Q4: Quantitative acc&spd: DualCnst vs. training-free (LMD)? Table 2 claims lack metrics.
Reply:
We appreciate the reviewer's comment. We have now supplemented the comparison of accuracy with the LMD method based on experimental results from the LMD paper(Table H). However, LMD is a trainable OOD detection approach requiring significant computational resources. Each training run takes approximately 224 hours. Due to time constraints and the lack of official checkpoints, we are currently unable to include detailed computational cost analysis. We will include this information in the appendix once the reproduction process is complete.

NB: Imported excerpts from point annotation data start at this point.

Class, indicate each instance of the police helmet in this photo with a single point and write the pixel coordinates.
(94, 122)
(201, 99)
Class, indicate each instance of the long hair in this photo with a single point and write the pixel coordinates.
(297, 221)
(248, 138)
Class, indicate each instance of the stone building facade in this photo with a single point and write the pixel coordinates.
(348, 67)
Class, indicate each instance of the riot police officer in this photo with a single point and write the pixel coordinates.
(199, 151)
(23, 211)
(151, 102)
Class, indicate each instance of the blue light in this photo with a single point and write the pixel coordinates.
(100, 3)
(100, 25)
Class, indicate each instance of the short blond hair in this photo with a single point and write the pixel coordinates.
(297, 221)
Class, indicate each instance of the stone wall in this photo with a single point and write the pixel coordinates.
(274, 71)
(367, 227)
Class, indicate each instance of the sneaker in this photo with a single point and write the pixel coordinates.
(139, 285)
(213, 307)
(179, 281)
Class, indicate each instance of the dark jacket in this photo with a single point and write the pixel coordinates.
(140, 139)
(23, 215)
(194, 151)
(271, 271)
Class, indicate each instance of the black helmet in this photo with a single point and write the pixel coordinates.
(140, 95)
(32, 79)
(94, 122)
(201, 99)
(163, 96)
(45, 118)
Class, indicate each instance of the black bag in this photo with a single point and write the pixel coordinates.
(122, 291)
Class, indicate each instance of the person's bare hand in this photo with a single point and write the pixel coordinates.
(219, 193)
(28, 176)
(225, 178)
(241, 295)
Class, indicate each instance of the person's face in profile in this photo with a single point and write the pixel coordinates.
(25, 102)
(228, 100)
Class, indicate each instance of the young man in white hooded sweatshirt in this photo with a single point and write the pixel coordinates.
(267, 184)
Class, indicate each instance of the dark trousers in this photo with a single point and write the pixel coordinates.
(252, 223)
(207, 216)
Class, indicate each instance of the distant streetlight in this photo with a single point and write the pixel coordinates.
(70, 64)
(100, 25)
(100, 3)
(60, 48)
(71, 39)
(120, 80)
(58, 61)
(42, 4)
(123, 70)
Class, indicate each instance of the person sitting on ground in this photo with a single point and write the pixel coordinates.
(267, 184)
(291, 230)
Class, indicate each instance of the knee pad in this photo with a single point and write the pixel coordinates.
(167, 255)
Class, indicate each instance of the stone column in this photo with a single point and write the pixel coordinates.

Table H: Performance comparison with LMD on CIFAR dataset.
| Method | ID | OOD | ROC-AUC |
|---|---|---|---|
| LMD | CIFAR10 | CIFAR100 | 0.607 |
| DualCnst(our) | CIFAR10 | CIFAR100 | 0.900 |
| LMD | CIFAR100 | CIFAR10 | 0.568 |
| DualCnst(our) | CIFAR100 | CIFAR10 | 0.661 |
The reviewers initially acknowledged several strengths of this paper, including the importance of the problem (2pMP), comprehensive experiments and strong performance (XUrX, k9F4, ehFX, 2pMP), the novelty of Dual-Consistency (XUrX, k9F4), the simplicity of the method (ehFX), and clear writing (ehFX, 2pMP). At the same time, they raised a number of concerns, such as the dependence on synthetic images (XUrX, ehFX, 2pMP), heavy computation cost (XUrX, 2pMP), the unrealistic i.i.d. assumption (XUrX, ehFX), insufficient experiments and analysis (XUrX, k9F4), and limited novelty (XUrX).
The authors' rebuttal addressed several of these issues, but two concerns in particular remained important, and were revisited during the AC-Reviewer discussion:
-
1. Dependence on synthetic images (XUrX, ehFX, 2pMP): The method relies on generating synthetic images with SDXL-Turbo, which is a core component.
-
1a. Heavy computation time: While the authors argue that all synthetic exemplars can be pre-generated offline, this is only feasible if the class set is fixed in advance. In open-vocabulary scenarios, this assumption may not always hold. Moreover, the additional results presented in the rebuttal (Table C) showed significant performance drops when using a reduced class set, which itself still assumes prior knowledge of the class set.
-
1b. Dependence on image quality: The authors claim that multi-level features mitigate the effect of low-quality generated images, but no clear evidence was provided that this indeed improves robustness.
-
-
2. Unrealistic i.i.d. assumption (XUrX, ehFX): The theoretical foundation assumes i.i.d. conditions, which contradict the nature of the method. Although some idealization is acceptable in theory, the gap between the assumption and the actual methodology should be acknowledged and weighed carefully.
Regarding these issues, the reviewers did not maintain strong concerns in their final justifications. They indicated that the rebuttal was largely satisfactory, and that the i.i.d. assumption, while imperfect, does not critically undermine the contributions of the paper.
The authors are strongly encouraged to incorporate the feedback obtained from discussions with the reviewers into the final version. The issues pointed out above remain unresolved and need to be carefully discussed or clearly stated as limitations.